Quuxplusone / LLVMBugzillaTest

0 stars 0 forks source link

std::clamp generates suboptimal assembly for primitive types #48878

Open Quuxplusone opened 3 years ago

Quuxplusone commented 3 years ago
Bugzilla Link PR49909
Status NEW
Importance P enhancement
Reported by Vittorio Romeo (vittorio.romeo@outlook.com)
Reported on 2021-04-09 13:06:06 -0700
Last modified on 2021-04-12 12:18:47 -0700
Version unspecified
Hardware PC Windows NT
CC ldionne@apple.com, lebedev.ri@gmail.com, llvm-bugs@lists.llvm.org, mclow.lists@gmail.com, mizvekov@gmail.com, spatel+llvm@rotateright.com, zilla@kayari.org
Fixed by commit(s) rG077bff39d46364035a5dcfa32fc69910ad0975d0
Attachments
Blocks
Blocked by PR47271
See also PR47271, PR35607

std::clamp generates poor assembly compared to hand-written counterpart for primitive types like float, even with -Ofast -ffast-math:

stdclamp(float, float, float): # @stdclamp(float, float, float) movss dword ptr [rsp - 4], xmm0 movss dword ptr [rsp - 8], xmm1 movss dword ptr [rsp - 12], xmm2 ucomiss xmm2, xmm0 lea rax, [rsp - 12] lea rcx, [rsp - 4] cmovb rcx, rax ucomiss xmm0, xmm1 lea rax, [rsp - 8] cmovae rax, rcx movss xmm0, dword ptr [rax] # xmm0 = mem[0],zero,zero,zero ret

myclamp(float, float, float): # @myclamp(float, float, float) maxss xmm0, xmm1 minss xmm0, xmm2 ret

Live example: https://godbolt.org/z/5oxvocevK

More information on: https://secret.club/2021/04/09/std-clamp.html

Quuxplusone commented 3 years ago
The problem is in SROA, #47271.
There is nothing in libc++ to fix, likely
Quuxplusone commented 3 years ago

libcxx/libstdc++ developers can maybe use __builtin_assume to fix lack of compiler knowledge to optimize this optimally...
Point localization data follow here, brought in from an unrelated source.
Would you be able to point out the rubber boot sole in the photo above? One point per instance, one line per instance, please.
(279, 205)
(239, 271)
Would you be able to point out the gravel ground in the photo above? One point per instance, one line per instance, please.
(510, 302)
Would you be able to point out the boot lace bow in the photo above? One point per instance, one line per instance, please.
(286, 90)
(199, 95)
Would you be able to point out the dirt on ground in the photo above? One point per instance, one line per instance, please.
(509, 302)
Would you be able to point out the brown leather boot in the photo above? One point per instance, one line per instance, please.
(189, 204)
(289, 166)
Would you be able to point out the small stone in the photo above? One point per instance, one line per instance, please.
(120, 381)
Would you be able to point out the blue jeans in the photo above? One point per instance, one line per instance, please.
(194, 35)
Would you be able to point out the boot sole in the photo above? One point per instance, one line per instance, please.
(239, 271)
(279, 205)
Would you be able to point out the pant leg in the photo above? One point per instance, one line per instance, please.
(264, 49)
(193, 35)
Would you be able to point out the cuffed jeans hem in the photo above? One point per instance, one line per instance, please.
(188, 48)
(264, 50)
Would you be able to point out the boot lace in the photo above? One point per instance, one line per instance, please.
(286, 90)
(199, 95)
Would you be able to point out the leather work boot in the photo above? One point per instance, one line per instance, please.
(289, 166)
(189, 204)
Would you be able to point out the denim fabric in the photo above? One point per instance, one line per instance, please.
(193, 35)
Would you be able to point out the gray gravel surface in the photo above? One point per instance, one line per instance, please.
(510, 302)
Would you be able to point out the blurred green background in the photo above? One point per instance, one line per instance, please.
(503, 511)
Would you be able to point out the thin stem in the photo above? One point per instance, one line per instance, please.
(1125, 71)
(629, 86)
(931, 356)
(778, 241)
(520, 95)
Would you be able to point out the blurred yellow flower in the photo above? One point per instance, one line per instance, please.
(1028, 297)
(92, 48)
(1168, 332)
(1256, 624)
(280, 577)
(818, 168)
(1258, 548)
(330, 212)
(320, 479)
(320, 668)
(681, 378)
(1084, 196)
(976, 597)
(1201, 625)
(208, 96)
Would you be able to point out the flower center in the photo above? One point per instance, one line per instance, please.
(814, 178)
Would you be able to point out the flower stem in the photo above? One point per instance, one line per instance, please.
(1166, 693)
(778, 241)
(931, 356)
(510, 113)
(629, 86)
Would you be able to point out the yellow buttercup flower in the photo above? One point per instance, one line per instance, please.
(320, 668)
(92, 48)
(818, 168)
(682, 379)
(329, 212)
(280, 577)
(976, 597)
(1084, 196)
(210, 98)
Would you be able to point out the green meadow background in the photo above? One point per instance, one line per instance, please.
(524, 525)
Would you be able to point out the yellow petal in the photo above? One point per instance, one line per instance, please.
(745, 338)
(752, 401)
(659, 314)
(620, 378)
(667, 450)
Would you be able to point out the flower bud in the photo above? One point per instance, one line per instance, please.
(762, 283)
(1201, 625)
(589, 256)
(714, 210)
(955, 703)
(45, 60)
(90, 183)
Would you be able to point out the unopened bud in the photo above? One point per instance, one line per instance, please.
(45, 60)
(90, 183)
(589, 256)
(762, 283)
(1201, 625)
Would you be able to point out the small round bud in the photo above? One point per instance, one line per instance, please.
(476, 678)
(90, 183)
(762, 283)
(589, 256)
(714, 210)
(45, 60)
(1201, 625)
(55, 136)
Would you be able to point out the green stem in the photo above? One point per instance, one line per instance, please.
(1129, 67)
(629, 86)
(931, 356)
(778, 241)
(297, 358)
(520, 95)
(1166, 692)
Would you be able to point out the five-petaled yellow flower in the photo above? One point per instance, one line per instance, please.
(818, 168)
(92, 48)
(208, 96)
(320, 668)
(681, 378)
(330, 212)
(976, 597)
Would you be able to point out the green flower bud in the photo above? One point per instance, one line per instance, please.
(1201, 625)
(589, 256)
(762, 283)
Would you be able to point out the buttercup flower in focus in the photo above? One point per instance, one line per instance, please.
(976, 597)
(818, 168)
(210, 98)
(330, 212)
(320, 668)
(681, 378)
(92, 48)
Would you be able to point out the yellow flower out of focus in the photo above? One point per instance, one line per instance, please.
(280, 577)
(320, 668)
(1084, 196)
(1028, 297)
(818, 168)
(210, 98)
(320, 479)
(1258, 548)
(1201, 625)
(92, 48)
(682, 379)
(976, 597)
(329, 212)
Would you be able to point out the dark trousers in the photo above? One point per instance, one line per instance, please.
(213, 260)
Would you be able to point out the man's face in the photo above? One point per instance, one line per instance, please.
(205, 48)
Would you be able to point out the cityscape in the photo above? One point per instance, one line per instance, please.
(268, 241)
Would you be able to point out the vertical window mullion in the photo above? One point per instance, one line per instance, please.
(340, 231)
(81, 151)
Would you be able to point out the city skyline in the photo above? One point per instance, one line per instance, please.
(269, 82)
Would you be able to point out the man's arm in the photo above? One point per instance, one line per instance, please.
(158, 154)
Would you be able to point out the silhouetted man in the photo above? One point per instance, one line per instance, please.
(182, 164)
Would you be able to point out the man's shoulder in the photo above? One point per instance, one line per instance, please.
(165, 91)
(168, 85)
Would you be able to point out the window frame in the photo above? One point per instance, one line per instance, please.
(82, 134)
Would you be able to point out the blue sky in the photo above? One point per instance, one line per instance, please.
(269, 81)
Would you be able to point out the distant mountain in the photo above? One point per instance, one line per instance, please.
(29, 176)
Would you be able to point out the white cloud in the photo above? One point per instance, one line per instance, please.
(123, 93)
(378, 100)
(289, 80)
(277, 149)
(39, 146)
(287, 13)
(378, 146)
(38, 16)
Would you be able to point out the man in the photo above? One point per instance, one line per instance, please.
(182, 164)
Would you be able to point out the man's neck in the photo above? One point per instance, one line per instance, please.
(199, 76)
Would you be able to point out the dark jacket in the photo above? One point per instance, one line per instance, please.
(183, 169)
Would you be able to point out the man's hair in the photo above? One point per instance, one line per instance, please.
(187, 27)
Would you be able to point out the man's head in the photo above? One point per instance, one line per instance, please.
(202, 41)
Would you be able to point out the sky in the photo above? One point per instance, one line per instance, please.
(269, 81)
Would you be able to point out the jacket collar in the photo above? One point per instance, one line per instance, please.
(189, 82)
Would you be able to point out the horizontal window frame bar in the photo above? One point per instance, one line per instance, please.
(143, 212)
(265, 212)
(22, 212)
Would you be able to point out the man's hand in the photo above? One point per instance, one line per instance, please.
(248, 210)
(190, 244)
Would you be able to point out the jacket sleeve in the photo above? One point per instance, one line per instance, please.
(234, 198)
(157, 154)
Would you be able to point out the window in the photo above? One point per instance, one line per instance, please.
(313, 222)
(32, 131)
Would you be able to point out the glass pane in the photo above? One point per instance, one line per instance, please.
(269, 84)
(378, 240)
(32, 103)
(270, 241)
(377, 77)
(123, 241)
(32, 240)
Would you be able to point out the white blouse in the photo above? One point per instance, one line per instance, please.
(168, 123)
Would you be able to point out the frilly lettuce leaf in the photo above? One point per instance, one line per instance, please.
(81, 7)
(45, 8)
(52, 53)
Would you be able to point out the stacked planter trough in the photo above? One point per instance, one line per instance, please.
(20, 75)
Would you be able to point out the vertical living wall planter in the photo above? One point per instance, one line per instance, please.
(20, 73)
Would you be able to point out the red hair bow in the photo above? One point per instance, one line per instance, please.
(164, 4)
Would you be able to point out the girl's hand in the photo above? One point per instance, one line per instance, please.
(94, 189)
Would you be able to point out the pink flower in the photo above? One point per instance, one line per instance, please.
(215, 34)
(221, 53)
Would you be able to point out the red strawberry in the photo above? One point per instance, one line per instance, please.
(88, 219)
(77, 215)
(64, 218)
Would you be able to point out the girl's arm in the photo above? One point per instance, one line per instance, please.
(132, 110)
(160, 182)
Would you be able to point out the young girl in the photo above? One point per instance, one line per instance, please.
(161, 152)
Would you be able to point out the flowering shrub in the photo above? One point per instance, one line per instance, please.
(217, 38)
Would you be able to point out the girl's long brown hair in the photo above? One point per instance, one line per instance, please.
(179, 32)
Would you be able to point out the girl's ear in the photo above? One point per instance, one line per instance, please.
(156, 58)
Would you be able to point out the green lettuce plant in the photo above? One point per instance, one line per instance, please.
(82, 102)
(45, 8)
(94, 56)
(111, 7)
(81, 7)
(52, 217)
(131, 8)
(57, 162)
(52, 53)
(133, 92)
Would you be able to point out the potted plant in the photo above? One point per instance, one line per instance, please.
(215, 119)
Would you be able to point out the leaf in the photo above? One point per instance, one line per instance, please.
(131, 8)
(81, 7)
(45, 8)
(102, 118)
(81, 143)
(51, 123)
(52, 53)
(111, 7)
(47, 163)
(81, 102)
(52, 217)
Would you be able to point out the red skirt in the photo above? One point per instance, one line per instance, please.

Quuxplusone commented 3 years ago
(In reply to David Bolvansky from comment #2)
> libcxx/libstdc++ developers can maybe use __builtin_assume to fix lack of
> compiler knowledge to optimize this optimally...

Could you please expand on that?
Quuxplusone commented 3 years ago

The standard says it's undefined behaviour if hi < lo but the compiler doesn't know that.

Quuxplusone commented 3 years ago
I've fixed the weird ugliness of the needless control flow in
077bff39d46364035a5dcfa32fc69910ad0975d0.
We now end up with:

        .text
        .file   "test.cpp"
        .globl  _Z8stdclampfff                  # -- Begin function _Z8stdclampfff
        .p2align        4, 0x90
        .type   _Z8stdclampfff,@function
_Z8stdclampfff:                         # @_Z8stdclampfff
        .cfi_startproc
# %bb.0:                                # %entry
        vminss  %xmm0, %xmm2, %xmm2
        vcmpltss        %xmm1, %xmm0, %xmm0
        vblendvps       %xmm0, %xmm1, %xmm2, %xmm0
        retq
.Lfunc_end0:
        .size   _Z8stdclampfff, .Lfunc_end0-_Z8stdclampfff
        .cfi_endproc
                                        # -- End function
        .globl  _Z7myclampfff                   # -- Begin function _Z7myclampfff
        .p2align        4, 0x90
        .type   _Z7myclampfff,@function
_Z7myclampfff:                          # @_Z7myclampfff
        .cfi_startproc
# %bb.0:                                # %entry
        vmaxss  %xmm0, %xmm1, %xmm0
        vminss  %xmm0, %xmm2, %xmm0
        retq
.Lfunc_end1:
        .size   _Z7myclampfff, .Lfunc_end1-_Z7myclampfff
        .cfi_endproc
                                        # -- End function
        .section        ".linker-options","e",@llvm_linker_options
        .ident  "clang version 13.0.0 (git@github.com:LebedevRI/llvm-project.git fc530b5e5056976c6d029e67e70fd22191afbf98)"
        .section        ".note.GNU-stack","",@progbits
        .addrsig

Not really sure if we can get to vmaxss from vcmpltss+vblendvps.
Quuxplusone commented 3 years ago
There are probably multiple bugs here:
https://godbolt.org/z/asdavqGEM

We don't/can't propagate 'fast' to the 'select' instructions. See bug 35607.

On the 'myclamp' example, we do manage to get 'fast' on the selects, but we
fail to canonicalize to llvm.maxnum/minnum because the operands are reversed
from what we match with "m_OrdFMax/Min".

On the std::clamp example, the max op is split by the min op, so that requires
more pattern-matching to detect.